Lo que te pido son tres tajadas del cielo   

Y un tronco de henequén,   

Un tronco sin brazos pero con corazón.   

Los-libros-del-chilam-balam-por-fernando-marrufo 
   

   En la escalera del atalaya, los trancos se habían hecho de una sonoridad contínua. El enero nocturno parecía haber entusiasmado al personal tribal de la guardia permanente, a los wadonshus. Esto se le hacía suponible a Huamán, en su camarote de la torre observadora. El problema estaba en que pronto debía él volver a la garita de contralor; la noche del carbón atmosférico parecía estarse resolviendo, pero no había seguridades. Por lo tanto, Huamán habría de cumplir pronto y nuevamente, con la hibridez del cargo observador: Retomar sus letanías, atender a las novedades disyuntivas que provocasen los cantos zopilotes, comunicarse con la Cancillería… Todo ello le reclamaba una mente plena a Huamán, y esto requería el haber contado con un buen descanso, para así cumplir con las tareas en la más completa aptitud de sus capacidades. Sólo que a su descanso le estaban haciendo un drama.   

   La noche se tajeaba por la agitación del personal wadonshu. Sus patachudas andanzas en la torrezuela selvática, y las oleadas de sus conversaciones párvulas, habían acometido el reposo de Huamán. Era una desunión para los oficios perínclitos con que los avistadores han de intervenir regularmente. Los ensalmos desde la torre no irían así a alcanzar los aclaramientos necesarios. La sobrevivencia entonces se pudiera poner trágica en todas partes. Se decidió Huamán a subir al mirador. Para nada bonachudo, se preguntaba con qué se estuvieran dando, ¿qué intoxicante los podía poner así a los wadonshus?.   

«..azularse otra vez en los ensalmos..»

«..azularse otra vez en los ensalmos..»

Escaleras arriba en el observatorio. Esquivó rápido las luminarias reflectoras. Sortear los charcos rojizos en las flotaduras del solado. No era un concierto pausado ni cantarín, aunque alguna cristalina fémina se oyese. Eran oleadas parlantes indeclinables en el mirador superior, después de la lluvia fosforescente. Pasó raudamente a la parte oscura del torrete observatorio. Se dieron cuenta entre los wadonshus de la entrada de Huamán. Pero al quedarse él ahí, en las sombras de la noche encelajada, en el silencio que mantenía, y en como se les había puesto veloz fuera de su vista; les dió comienzo entonces un atenuamiento en sus sonoros parloteos. El estaba mirándolos, por cierto, y a esa mirada desde lo oscuro hondo del enero nocturno, la iban sintiendo. Por la observación, el transcurso del bodrio tribal iba poco a poco moderando sus altisonancias. A pesar de la chamusquina, y de las copas en mano; por más embriagantes que fuesen los focos y los resplandores; igualmente se van dando correcciones en las combinaciones, comienzan a oir el silencio petirronco, perciben la observación quieta y fijada de Huamán, atenúan sus voceríos wadonshus, ya está, ..le pregunta uno de ellos:         

   “¿Por qué no se acerca a la parrilla, caballero?” Otro le suma envites: “Arrímese a picar algo. Dése el gusto, tome algo con nosotros”. No lo ven en la oscuridad adonde se colocó. La entrante muslodación de la selva los está calmando con el estridulado de los grillitos azules. Huamán les responde reflexivo: “Pasando están el dato, en eso estamos, así quedamos entonces”, y está mirándolos.   

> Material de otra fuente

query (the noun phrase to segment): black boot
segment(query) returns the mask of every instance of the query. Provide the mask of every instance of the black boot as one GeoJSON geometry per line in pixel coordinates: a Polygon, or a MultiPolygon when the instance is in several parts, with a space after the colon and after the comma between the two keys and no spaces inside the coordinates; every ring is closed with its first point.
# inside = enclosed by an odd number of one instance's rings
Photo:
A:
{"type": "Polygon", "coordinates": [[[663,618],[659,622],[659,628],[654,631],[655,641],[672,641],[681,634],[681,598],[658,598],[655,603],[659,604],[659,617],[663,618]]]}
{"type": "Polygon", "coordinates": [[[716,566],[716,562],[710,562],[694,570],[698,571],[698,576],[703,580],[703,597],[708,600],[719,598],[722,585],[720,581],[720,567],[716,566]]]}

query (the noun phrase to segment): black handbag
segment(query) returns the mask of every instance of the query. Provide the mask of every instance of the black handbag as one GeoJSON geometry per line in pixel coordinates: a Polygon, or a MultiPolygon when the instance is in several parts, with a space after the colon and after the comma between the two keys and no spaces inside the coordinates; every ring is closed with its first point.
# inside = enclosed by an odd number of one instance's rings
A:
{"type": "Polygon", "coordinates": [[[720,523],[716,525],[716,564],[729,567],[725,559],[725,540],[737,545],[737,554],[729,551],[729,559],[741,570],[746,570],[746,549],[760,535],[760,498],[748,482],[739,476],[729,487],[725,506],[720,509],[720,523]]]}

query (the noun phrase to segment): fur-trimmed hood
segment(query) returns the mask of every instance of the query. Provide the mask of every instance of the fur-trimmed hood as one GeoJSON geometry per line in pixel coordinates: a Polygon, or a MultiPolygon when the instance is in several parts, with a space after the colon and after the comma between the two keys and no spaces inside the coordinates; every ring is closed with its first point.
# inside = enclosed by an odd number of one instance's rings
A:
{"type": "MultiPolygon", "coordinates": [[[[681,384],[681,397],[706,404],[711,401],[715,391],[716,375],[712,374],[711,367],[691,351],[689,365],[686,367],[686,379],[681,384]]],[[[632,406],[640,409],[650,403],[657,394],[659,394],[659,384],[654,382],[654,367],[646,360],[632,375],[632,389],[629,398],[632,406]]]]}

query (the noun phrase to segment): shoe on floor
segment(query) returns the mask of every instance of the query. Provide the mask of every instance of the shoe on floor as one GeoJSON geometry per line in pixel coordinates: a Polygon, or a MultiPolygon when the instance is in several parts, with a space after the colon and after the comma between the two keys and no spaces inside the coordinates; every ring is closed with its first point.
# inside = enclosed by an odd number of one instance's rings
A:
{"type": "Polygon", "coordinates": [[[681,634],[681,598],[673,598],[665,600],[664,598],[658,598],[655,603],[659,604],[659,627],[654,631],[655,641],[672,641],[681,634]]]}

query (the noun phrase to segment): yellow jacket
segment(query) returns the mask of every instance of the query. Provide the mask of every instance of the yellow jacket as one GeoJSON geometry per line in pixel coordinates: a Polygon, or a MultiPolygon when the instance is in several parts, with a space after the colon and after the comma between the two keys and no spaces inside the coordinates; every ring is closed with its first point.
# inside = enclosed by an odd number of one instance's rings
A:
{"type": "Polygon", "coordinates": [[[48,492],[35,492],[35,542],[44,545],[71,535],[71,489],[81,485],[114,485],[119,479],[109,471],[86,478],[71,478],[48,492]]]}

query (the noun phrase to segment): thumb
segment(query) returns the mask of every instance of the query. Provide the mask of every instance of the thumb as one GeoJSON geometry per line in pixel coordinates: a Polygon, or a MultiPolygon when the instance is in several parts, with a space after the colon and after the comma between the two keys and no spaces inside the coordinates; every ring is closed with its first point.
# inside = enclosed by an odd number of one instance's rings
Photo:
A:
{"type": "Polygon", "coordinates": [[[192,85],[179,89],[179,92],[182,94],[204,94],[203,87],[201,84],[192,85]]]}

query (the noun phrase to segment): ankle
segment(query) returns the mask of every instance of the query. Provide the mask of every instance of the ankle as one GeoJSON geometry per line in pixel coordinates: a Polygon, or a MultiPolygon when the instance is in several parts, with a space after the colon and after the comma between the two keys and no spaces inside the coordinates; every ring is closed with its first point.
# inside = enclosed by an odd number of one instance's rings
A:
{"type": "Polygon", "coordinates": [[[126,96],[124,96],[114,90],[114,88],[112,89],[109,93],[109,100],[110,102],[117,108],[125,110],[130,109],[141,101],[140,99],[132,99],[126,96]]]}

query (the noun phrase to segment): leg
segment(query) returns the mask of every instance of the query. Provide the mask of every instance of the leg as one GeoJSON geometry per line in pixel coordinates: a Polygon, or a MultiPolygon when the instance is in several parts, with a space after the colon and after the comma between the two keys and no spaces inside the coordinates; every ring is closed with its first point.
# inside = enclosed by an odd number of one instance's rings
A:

   Hizo tramos arriba en la torreta, maltrato jolgadero para sus orejas, no lo dejaban descansar, wadonshus, perturbaban su descanso con parloteantes “EIO EIO”. Nubosidades negras se habían sumado a las precariedades de la noche del carbón, un desarreglo. Pero está pareciendo como que a los tribales se les estabilizase el roscado, ya en la madrugada, y como que quisieran acercarse hacia el borde de la torretona, al balconcito, la balconeada, azularse otra vez en los ensalmos rítmicos juntos y sanadores, con el ramaje danzante de la selva abajo. Y ahora, hacia la identidad del personaje que se les apareció, una voz agonista le está reiterando: “Venga a tomarse aunque sea una copa”. Y él torna a contestar: “Pasando están el dato, en eso estamos, así quedamos entonces”.   

Se retiran hacia sus camarotes

«..Se retiran hacia sus camarotes..»

   Huaman piensa: “Parece que quieren estar serios, ¿quién diría lo contrario?”. Los ha observado buenamente. Las oleadas de entrecruce parloteador se fueron aplacando; están llevando las cosas del desquite parrillero a sus bandejas, apilan cubiertos y copas, botellas y fuentes. Van conversando ahora bajito, por las escaleras abajo, se estaban pasando. Se retiran hacia sus camarotes. Es curioso que suceda entonces el corrimiento de las nubes y que la luna destelle en la madrugada. Los cargos de contralor encomendados tal vez se puedan reasumir. Con los timbres del ensalmo en la intensidad necesaria para efectuar el desatosigamiento, alcanzar los avistajes, disipar el espanto.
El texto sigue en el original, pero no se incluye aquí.